時間がない、モチベーションや情熱が薄れた…でも買わずにいられない
こうした 「積み」 が起こるのは、時間がたくさんあった学生が就職した後に学生気分のまま購入して手を付けられなくなったとか、職場の 環境 がかわった、結婚 するなどして生活環境が変わって余裕がなくなってしまったなどがあります (4大転換期)。 本人は放置する気などなかったのに、気がついたらずっと手付かずのまま時間が経ってしまった…といったケースですね。
もっともどんなに忙しくても本当に好きなもの、必要があると感じたものにはギリギリ手を出したりもするので、ある作品タイトルシリーズや 趣味 の一部への情熱やモチベーションが大きく下がった、しかし自分でそれを認めたくない時なども (まだそのシリーズや趣味に未練がある)、「とりあえず購入して自分のそれまでの想いやコンテンツへの義理は果たす」 ような独特の感覚もあります。

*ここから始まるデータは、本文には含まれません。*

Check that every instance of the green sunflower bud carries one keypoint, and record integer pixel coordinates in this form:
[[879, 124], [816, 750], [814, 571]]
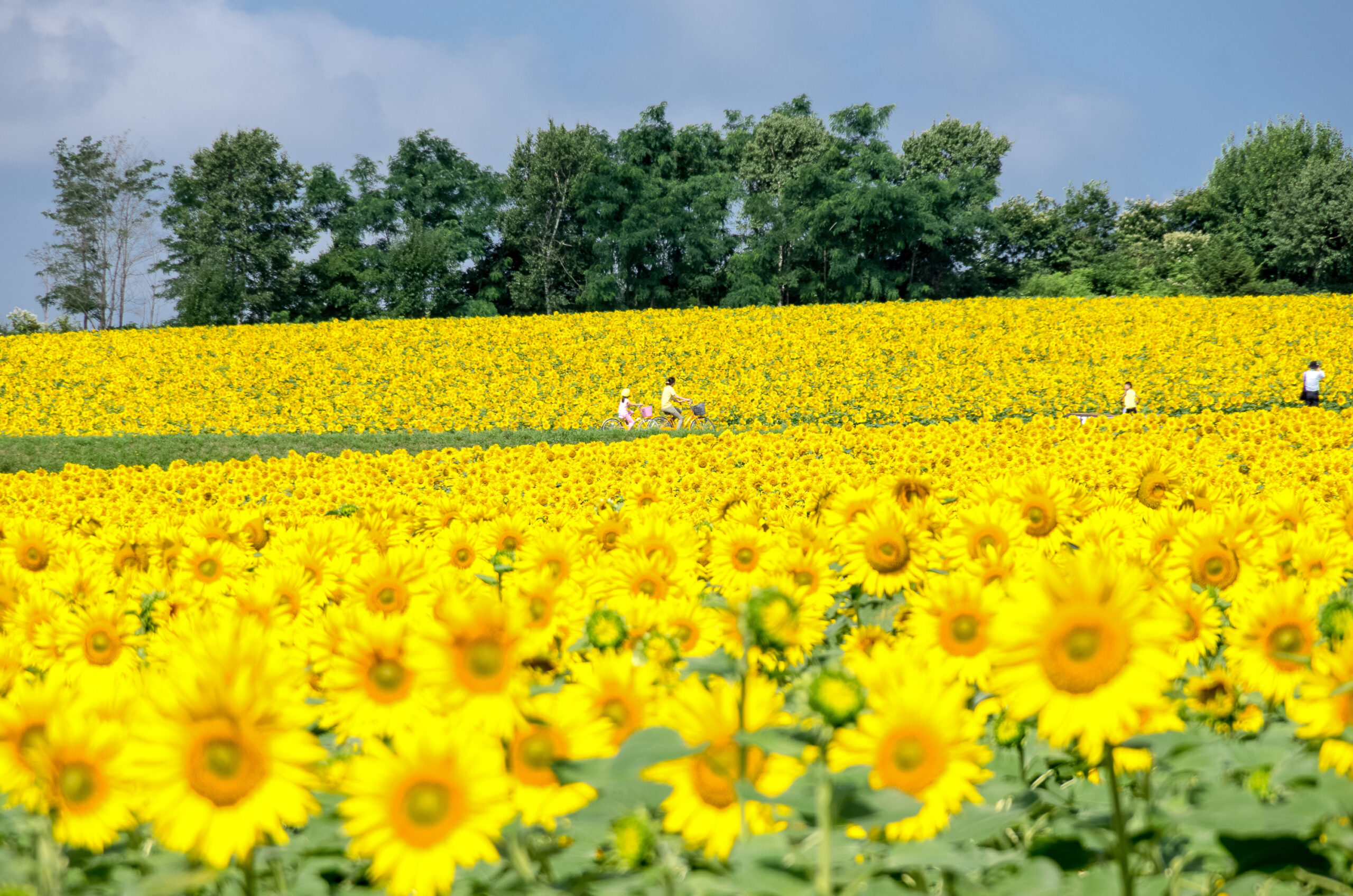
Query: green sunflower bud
[[1010, 731], [1337, 618], [607, 629], [772, 619], [837, 696], [634, 839]]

これなどは、勉強がしたくない受験生などが、買ってきた参考書を部屋に並べるだけで勉強した気になる、安心するといった心理と同じ種類のものでしょう。
評判の悪い最新刊、怖くて見ることができない…でも買わずにいられない
一方、時間のあるなしに関わらず、「見ることができない」 との心理状態から 「積み」 の事態に陥るケースもあります。
例えば自分の好きな作品シリーズの最新版、続編の評判がすこぶる悪く、好きなシリーズだから買わずにはいられないが、怖くて中身を見ることが出来ない…といった、おたく や 腐女子 といった趣味人特有の心理状態から陥る場合もあります。 評判が良くても、自分の大好きな キャラ が死ぬなどの事前情報を得ると、それで手が出なくなることもあります。
これはその作品を 元ネタ・モチーフ とする 二次創作 を行なっている 同人作家 などに、とくによく見られます。 ファン であるからには正規の ナンバリングタイトル を無視することはできないが、しかし中身を見て自分のその作品シリーズへの情熱が薄れたり、嫌いになったりするのが怖い…そのジャンルの 同人 は楽しいし、友達も多いからずっと続けたいのに…といった感覚です。 まあこれは、時間が経つと 「最低のできのそれも含めて好きになる、許せる」 ようにもなったりするのですが。
また長期にわたって続いた作品の完結編だけを積む場合もあります。 それを見たらその作品の物語が、自分の中でも 「終わってしまう」 からで、最終回だけを意図的に見ないようにしているファンも実は結構いたりします。 これはゲームにおける クリアしたくない病 と同じ種類のものでしょう。
趣味を捨てること → 大人の階段のぼること …なのか…
いずれ手がつけられない ジャンル の趣味は整理するなり淘汰するなりが必要なのですが、「ある趣味から手を引く」 というのは、それが子供の頃からの趣味だったり熱中した趣味だったりした場合、心理的にもかなりハードルが高く、踏ん切りがつくまでは代償行為としての 「買うだけ」「積んどくだけ」 というのは、やむを得ないものなのかも知れません。
なお同じ 「つみ」 でも、「詰んだ・詰み」 の場合は、意味は大きく異なり、人生終わった、ゲームオーバー などといった意味になります。